Aus dem Anwalts-Bereich kommt auch die wohl schrägste Comedyserie der kommenden Season: "Trial & Error" (Warner). Ein junger Anwalt aus New York (Josh D'Agosto) reist in dieser im Stil einer Mockumentary gedrehten Serie für seinen ersten großen Fall in eine kleine Stadt im Süden der USA, wo er einen exzentrischen Professor verteidigen soll, der des Mordes an seiner Frau angeklagt wird.
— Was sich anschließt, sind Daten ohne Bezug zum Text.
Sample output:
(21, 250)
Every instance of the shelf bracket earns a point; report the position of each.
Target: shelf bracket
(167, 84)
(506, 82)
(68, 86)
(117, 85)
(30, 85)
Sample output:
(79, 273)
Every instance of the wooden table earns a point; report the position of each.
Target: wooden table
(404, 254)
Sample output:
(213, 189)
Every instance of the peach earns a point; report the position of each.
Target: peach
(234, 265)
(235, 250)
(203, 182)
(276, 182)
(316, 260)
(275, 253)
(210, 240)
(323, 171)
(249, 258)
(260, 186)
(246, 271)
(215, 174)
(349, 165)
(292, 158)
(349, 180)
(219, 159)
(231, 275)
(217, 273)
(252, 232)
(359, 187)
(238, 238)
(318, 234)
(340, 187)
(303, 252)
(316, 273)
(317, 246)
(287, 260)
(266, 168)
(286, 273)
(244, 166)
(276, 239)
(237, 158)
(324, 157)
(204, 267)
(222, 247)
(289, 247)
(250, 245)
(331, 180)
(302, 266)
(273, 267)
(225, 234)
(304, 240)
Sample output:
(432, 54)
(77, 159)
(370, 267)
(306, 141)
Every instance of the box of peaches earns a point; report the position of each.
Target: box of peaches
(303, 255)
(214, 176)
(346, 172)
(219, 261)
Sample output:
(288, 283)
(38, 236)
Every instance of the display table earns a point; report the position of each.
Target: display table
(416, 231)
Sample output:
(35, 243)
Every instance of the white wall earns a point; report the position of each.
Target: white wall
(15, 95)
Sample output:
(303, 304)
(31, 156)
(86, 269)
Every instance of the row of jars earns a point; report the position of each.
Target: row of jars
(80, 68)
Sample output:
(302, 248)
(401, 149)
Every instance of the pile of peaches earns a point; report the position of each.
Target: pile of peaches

Die Serie besticht vor allem durch ihr so skurriles wie liebenswertes Ensemble. Etwa der Angeklagte (gespielt von John Lithgow), der die zweifelhafte Gabe hat, sich immer wieder selbst in ein schlechtes Licht zu rücken. Oder das Verteidigungs-Team, in dem insbesondere die unter allerlei Problemen leidende Assistentin, gespielt von Sherri Shepherd, heraussticht. Eines ihrer Probleme: Sie lacht an den unmöglichsten Stellen – und das ähnlich ansteckend wie die „Chewbacca-Mom“ von YouTube. „'Making a Murderer' can be funny“, schreibt NBC über die Serie. Das kann man nur doppelt unterstreichen.
Allgemein hat sich die Zurückhaltung in Sachen Sitcoms der vergangenen Jahre wieder etwas gelegt. Neben "Trial & Error" ist dabei "The Great Indoors" (CBS) einer unserer Favoriten nach einer Woche der Screenings in LA. Joel McHale spielt darin den Reporter eines Adventure-Outdoor-Magazins, der plötzlich zum Büro-Job verdonnert wird, weil das Print-Magazin eingestellt wird. Nun muss er sich mit Nerds aus der Online-Redaktion herumschlagen. Besonders sehenswert wird die Serie vor allem durch Stephen Fry, der eine gute Portion britischen Humor in die Multicamera-Sitcom bringt. Nicht wirklich vom Hocker rissen uns hingegen "Kevin can wait" (Sony) mit Kevin James und "Man with a Plan" (CBS) mit Matt LeBlanc. Kevin James kopiert sich selbst und „King of Queens“ – was zwar solide, aber ebensowenig neuartig und originell ist wie die Geschichte von Matt LeBlanc, der sich plötzlich um seine Kinder kümmern muss, als seine Frau nach 13 Jahren wieder beginnt zu arbeiten. Weitgehend Joke-less ist leider die Pilotfolge von "Powerless" (Warner), die erste Sitcom aus dem DC-Comics-Universum. Ein paar Superhelden-Szenen können das kaum rausreißen.